On Wednesday, Microsoft Research announced a new product called WorldWide Telescope (let’s call it WWT). Imagine exploring images from the best telescopes across the globe and in space, calling up related data, stories and statistics on objects that you want to know more about. Zoom in until a galaxy fills up your screen in high resolution or create a tour that takes you through the Big Dipper. Seamlessly pan across the sky and search for objects you would never see in a city or see constellations that you can’t see from your hemisphere. And do it all for free 🙂
I absolutely can’t wait to get my hands on WWT when it gets released later this Spring. I’ve always loved looking up at the stars but haven’t been able to because I live in such a light-polluted city. Admittedly it won’t be like sitting on our deck at my dad’s home back in Canada where we can take the whole night sky in. But I will be able to explore the sky like I never could have before. I’ll never be able to get to the big telescopes of the world or be able to afford running all over just to look at the sky. But now I will be able to look at the images they produce. And all the data that’s available about them. And the stories of the people who’ve researched them. And so will you. And elementary and high schools, colleges and universities around the world. It’s incredible!
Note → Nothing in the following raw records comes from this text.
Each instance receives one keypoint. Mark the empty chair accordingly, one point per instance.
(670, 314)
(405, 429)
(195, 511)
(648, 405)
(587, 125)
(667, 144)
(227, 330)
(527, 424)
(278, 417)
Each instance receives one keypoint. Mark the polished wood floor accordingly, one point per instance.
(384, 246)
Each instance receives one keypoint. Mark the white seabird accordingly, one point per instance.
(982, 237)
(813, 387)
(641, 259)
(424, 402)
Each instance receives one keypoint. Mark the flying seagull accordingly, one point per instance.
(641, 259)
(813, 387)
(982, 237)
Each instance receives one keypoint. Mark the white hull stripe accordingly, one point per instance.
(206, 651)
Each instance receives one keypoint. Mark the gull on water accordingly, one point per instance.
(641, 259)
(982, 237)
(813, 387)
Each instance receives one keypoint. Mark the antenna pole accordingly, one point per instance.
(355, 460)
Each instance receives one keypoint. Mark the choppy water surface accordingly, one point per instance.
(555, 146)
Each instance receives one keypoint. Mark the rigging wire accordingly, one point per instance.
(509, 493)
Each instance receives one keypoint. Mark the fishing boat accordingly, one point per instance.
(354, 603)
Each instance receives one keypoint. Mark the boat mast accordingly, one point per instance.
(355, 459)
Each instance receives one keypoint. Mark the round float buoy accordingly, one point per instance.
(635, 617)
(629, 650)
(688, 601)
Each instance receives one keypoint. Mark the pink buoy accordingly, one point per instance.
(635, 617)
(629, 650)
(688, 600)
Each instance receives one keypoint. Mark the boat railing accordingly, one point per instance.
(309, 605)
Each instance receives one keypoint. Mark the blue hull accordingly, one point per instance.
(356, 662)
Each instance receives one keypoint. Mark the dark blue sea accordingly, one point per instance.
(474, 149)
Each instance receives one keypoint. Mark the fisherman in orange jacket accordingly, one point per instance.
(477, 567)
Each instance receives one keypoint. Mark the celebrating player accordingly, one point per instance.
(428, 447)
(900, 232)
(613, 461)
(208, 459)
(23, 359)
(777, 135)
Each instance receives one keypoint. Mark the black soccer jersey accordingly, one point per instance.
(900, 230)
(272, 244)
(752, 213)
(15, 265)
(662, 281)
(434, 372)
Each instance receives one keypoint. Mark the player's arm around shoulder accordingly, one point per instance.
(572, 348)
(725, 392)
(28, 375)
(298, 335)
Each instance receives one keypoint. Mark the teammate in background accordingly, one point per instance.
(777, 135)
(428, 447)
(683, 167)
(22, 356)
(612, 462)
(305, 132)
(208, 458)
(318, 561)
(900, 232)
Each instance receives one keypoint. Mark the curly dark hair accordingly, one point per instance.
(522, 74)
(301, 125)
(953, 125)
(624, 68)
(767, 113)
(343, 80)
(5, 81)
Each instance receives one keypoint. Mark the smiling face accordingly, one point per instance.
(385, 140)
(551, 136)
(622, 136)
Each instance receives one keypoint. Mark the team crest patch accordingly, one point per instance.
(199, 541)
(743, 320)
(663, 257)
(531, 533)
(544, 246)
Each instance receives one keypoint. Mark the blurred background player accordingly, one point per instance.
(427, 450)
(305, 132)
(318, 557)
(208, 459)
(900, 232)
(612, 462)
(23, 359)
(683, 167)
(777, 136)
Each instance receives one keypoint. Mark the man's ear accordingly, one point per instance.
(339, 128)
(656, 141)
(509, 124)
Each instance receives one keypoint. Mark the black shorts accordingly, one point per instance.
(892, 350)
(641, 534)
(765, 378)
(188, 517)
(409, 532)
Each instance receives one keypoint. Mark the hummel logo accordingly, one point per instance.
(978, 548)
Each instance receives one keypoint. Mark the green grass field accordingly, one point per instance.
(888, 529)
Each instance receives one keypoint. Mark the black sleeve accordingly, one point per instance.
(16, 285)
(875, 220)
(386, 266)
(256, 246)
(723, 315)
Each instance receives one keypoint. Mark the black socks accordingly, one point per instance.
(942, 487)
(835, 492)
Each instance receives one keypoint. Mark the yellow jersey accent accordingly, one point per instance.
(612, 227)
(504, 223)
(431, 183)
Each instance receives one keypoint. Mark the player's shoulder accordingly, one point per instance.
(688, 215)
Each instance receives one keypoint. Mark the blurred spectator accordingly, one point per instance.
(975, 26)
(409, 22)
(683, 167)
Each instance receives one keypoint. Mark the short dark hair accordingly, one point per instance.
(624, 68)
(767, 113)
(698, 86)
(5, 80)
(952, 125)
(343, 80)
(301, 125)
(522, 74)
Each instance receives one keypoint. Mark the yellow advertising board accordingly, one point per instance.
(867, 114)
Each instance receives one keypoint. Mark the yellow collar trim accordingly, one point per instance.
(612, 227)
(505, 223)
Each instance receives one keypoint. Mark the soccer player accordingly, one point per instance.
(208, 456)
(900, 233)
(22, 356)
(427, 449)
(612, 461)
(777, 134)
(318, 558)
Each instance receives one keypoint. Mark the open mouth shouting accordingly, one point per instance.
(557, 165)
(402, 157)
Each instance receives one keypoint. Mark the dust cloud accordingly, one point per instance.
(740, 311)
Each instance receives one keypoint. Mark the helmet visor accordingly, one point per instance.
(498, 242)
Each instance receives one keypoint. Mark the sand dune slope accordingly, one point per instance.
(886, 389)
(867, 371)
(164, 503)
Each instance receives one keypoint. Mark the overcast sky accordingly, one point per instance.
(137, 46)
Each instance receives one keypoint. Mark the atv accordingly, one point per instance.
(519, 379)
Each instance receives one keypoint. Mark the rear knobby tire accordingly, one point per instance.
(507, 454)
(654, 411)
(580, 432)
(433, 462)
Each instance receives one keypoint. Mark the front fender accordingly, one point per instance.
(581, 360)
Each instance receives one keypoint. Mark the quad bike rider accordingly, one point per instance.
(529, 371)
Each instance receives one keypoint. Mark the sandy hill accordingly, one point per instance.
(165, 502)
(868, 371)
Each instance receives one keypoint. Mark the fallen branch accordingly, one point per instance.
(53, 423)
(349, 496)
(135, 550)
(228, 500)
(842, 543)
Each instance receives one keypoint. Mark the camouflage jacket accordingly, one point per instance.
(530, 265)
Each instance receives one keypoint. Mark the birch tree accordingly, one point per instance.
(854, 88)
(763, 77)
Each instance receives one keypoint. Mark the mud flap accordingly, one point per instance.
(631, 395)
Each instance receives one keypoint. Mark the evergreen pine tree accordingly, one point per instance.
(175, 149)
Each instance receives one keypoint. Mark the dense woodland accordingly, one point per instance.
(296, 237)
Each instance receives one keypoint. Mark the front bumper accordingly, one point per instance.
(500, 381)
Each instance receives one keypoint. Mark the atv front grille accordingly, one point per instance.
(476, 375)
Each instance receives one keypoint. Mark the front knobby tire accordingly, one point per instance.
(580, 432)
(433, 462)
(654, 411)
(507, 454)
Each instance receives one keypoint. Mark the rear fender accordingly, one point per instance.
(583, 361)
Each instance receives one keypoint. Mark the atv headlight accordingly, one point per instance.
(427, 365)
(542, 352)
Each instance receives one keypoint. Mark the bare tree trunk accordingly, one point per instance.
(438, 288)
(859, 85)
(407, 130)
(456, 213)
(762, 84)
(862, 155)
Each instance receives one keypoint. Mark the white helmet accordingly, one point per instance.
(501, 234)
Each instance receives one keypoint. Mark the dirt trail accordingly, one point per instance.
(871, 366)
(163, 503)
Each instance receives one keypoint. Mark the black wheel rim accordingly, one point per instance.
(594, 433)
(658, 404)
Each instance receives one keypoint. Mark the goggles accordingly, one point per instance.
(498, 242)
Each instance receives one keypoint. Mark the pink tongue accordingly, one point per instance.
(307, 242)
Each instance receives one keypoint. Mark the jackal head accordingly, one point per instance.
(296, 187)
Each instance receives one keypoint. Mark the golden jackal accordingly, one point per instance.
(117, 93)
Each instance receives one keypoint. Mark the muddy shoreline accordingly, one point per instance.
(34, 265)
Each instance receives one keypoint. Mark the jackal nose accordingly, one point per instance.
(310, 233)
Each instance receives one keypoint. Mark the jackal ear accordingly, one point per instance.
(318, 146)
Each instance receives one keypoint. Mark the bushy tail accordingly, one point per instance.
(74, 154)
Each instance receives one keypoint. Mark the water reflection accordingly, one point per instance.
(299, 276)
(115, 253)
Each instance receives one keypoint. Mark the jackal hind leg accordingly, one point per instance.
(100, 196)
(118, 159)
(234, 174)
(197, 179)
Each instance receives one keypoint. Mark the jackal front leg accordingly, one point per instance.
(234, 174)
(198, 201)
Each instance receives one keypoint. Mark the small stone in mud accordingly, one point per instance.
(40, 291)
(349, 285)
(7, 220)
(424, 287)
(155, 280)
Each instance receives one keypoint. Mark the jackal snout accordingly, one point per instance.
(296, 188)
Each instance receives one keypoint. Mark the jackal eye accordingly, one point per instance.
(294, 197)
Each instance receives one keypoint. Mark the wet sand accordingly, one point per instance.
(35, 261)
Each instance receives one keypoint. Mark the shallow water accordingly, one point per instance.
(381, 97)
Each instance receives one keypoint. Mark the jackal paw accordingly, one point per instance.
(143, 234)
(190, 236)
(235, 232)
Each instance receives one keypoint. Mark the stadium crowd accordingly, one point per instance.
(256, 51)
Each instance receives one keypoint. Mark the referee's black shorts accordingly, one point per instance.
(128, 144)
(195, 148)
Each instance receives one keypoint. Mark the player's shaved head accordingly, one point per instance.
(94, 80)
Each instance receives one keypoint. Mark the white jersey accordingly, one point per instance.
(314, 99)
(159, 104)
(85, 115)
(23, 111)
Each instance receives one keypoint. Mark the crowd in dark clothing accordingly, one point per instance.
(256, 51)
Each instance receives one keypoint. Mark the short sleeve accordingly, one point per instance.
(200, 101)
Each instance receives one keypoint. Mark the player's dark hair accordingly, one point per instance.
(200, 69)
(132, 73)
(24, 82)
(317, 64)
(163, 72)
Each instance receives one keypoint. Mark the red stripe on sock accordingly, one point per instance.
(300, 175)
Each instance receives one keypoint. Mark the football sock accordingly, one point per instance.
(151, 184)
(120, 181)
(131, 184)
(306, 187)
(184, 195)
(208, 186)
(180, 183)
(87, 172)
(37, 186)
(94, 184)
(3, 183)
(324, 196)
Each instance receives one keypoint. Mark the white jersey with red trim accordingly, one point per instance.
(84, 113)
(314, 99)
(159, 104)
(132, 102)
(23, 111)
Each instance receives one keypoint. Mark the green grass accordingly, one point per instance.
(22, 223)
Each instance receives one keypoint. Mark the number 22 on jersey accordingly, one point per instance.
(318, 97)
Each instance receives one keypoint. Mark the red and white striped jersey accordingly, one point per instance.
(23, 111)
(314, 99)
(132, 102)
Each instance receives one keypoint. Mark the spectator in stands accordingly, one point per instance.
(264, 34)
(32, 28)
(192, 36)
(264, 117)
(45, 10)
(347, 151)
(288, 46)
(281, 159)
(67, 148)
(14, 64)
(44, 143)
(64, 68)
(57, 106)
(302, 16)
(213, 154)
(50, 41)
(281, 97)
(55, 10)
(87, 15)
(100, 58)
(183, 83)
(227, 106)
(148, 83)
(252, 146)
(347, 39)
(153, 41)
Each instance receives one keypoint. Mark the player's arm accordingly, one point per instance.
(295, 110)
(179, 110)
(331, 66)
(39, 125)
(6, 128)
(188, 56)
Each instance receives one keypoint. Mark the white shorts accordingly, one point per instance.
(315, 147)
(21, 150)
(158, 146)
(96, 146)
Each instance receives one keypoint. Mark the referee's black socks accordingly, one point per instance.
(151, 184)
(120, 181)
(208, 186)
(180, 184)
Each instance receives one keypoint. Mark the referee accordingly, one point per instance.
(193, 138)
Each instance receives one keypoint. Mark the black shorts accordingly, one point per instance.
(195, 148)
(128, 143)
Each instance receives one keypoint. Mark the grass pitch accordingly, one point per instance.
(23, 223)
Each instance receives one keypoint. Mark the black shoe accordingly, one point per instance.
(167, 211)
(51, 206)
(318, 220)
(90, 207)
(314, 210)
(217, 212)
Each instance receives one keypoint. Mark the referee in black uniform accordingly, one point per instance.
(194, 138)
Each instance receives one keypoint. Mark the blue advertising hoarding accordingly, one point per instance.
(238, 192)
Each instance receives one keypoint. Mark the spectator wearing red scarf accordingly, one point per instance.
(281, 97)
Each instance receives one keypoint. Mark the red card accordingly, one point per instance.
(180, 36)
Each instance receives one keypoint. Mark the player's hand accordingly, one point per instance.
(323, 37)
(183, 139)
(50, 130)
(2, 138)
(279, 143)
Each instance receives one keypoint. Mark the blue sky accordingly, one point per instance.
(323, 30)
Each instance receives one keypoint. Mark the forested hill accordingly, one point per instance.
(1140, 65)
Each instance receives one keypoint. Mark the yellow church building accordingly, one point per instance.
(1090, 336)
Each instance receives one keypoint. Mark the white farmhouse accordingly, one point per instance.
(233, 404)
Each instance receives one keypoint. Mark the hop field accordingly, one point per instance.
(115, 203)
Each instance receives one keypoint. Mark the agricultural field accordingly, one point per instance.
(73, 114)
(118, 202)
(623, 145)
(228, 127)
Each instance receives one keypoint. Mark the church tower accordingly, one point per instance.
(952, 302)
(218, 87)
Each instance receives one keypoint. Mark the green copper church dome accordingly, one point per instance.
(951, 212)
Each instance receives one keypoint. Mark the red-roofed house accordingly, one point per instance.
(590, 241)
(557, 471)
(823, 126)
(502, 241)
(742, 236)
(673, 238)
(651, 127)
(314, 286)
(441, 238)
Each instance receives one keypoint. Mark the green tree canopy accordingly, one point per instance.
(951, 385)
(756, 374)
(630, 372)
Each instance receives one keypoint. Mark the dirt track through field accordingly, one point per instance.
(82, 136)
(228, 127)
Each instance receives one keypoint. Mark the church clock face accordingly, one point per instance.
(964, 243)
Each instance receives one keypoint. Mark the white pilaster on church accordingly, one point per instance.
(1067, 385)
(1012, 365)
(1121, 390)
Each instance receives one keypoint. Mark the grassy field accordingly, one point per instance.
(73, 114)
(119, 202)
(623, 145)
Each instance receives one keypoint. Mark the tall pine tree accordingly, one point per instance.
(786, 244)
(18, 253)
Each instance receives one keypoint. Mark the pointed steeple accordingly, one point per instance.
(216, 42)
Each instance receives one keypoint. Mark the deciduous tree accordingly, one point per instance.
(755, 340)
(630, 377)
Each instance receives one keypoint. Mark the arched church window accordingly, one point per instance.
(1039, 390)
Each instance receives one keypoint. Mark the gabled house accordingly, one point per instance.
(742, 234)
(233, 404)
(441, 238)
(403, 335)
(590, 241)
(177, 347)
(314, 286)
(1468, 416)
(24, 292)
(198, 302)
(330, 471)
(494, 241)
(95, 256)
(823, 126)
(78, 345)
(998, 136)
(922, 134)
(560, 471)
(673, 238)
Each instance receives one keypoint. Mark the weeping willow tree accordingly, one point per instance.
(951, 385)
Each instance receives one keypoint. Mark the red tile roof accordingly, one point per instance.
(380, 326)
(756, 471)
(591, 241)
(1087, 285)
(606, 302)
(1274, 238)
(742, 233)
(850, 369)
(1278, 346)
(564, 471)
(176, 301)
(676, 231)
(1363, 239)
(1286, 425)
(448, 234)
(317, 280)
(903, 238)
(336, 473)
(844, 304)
Today, a video of the announcement of WWT was released with a small preview of the imagery it contains. Visit the WorldWide Telescope site for more information about the project and some videos from those who’ve seen it or will be impacted by it. As Curtis Wong mentions in the video, the project is an extension of Jim Gray’s work and it is dedicated to him. Jim went missing January 28th, 2007 and worked for Microsoft Research.
Be sure to try out WWT when it’s released.